Je rentre au campus en marchant. Ça me fait du bien, j'avais besoin d'être à l'extérieur. Dans les couloirs, je croise Max qui me sourit légèrement. Une certaine froideur s'est installée entre nous, depuis l'autre matin, mais ce n'est pas grave, c'est même mieux je dirais. Une relation quelle qu'elle soit ne serait bénéfique à aucun de nous deux.

Après avoir déposé toutes mes choses, je m'installe sur mon lit pour appeler mon père. On s'appelle presque tous les jours. Je sens qu'il s'inquiète malgré ce que je lui aie demandé, mais je le comprend, je ne suis pas très stable. Après trois sonnerie, il répond.

- Allô, ma puce. Comment s'est passé ta première journée?

J'hésite quelques secondes avant de décider de ne pas lui raconter ce qu'il s'est réellement passé. Je sais que c'est mal, mais si je lui dis, il se sentira encore plus coupable qu'il ne l'est déjà. En plus, ce n'est pas comme s'il pouvait changer quelque chose à la situation.

- Très bien, j'ai réussi à me débrouiller. Durant la pause du midi, je me suis promener un peu autour de l'école et j'ai trouvé un parc, j'y suis restée tout l'heure du dîner.

Une chance qu'il ne me voit pas, il aurait tout de suite percé mon mensonge.

- Temps mieux... Tu devrais essayer de te faire des amis, c'est toujours mieux pour s'intégrer.

- Papa... Tu sais que je ne peux pas, je n'en suis pas encore capable. J'aimerais, je te le jure, mais ça m'est juste impossible pour le moment.

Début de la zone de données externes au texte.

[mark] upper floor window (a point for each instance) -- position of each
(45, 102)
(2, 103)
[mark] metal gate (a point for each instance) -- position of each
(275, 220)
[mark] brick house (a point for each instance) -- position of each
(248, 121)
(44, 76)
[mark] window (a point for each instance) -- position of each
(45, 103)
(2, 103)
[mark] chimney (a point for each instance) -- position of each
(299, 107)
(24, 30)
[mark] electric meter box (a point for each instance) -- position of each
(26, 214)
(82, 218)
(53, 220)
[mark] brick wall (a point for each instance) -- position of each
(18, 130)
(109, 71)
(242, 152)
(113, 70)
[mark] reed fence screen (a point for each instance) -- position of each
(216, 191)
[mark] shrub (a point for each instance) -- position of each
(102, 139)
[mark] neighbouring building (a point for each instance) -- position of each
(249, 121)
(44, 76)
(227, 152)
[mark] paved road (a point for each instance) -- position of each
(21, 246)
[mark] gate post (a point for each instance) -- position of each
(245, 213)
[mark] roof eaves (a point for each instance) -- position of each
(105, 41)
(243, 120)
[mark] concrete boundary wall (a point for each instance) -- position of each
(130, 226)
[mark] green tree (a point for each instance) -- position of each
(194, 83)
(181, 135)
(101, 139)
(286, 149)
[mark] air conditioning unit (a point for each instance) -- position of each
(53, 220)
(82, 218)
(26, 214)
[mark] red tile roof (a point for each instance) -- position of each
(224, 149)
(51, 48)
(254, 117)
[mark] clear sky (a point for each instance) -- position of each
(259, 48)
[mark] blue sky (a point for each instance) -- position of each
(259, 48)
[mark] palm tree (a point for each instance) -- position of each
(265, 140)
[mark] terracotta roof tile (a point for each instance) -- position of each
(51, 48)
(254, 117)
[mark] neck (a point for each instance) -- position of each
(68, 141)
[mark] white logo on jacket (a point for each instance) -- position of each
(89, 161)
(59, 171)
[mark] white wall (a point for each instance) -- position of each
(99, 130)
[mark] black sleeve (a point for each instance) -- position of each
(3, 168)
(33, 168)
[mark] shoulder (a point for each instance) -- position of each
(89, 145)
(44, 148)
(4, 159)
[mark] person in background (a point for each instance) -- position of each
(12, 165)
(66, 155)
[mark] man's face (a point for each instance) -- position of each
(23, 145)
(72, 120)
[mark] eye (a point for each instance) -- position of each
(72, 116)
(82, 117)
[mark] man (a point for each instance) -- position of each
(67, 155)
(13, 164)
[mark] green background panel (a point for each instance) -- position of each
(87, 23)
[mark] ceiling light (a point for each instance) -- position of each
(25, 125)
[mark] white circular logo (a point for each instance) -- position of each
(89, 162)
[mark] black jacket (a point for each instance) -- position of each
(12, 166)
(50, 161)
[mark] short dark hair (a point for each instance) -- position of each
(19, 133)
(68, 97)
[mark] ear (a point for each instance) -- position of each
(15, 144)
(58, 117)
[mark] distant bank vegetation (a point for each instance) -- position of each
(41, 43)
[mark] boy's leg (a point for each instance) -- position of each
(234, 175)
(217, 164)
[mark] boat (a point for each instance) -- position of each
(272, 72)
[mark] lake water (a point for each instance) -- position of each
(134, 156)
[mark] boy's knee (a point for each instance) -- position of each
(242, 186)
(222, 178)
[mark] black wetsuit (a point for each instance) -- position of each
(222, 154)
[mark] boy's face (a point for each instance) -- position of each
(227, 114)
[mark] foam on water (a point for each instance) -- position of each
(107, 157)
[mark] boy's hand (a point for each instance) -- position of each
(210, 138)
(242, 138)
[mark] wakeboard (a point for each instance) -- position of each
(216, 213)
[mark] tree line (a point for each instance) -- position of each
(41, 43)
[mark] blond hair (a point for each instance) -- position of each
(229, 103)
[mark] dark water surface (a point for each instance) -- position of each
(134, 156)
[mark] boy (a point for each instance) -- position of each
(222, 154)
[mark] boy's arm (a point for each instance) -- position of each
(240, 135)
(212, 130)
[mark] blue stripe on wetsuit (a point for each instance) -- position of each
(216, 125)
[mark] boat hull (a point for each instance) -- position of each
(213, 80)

- Je le sais ma fille, je le sais. Avance à ton rythme.

Après ces paroles, un silence s'installe. Il n'y a rien de lourd ou de gênant, on sait que l'autre est à l'autre bout du téléphone et c'est suffisant pour me réconforter. Je me rappelle alors de ce qu'il s'est passé avant de quitter l'école.

- Papa, est-ce que tu aurais entendu parler d'un jeune du village qui serait lui aussi venu à Montréal?

- Hum... Je ne me souviens pas avoir entendu parler de quelque chose du genre. Pourquoi cette question?

Je lui parle alors de la voix que j'ai eu l'impression de reconnaître en sortant de l'école.

- Bon, ce n'est pas parce que je n'ai pas eu ouï-dire d'un départ que ça ne peut pas être arrivé. Je garderais les oreilles ouvertes et t'avertirai s'il je découvre quoi que ce soit.

- Merci papa.

On continue à parler encore un petit peu avant que je ne raccroche pour aller me coucher. La journée a été assez épuisante mentalement pour moi.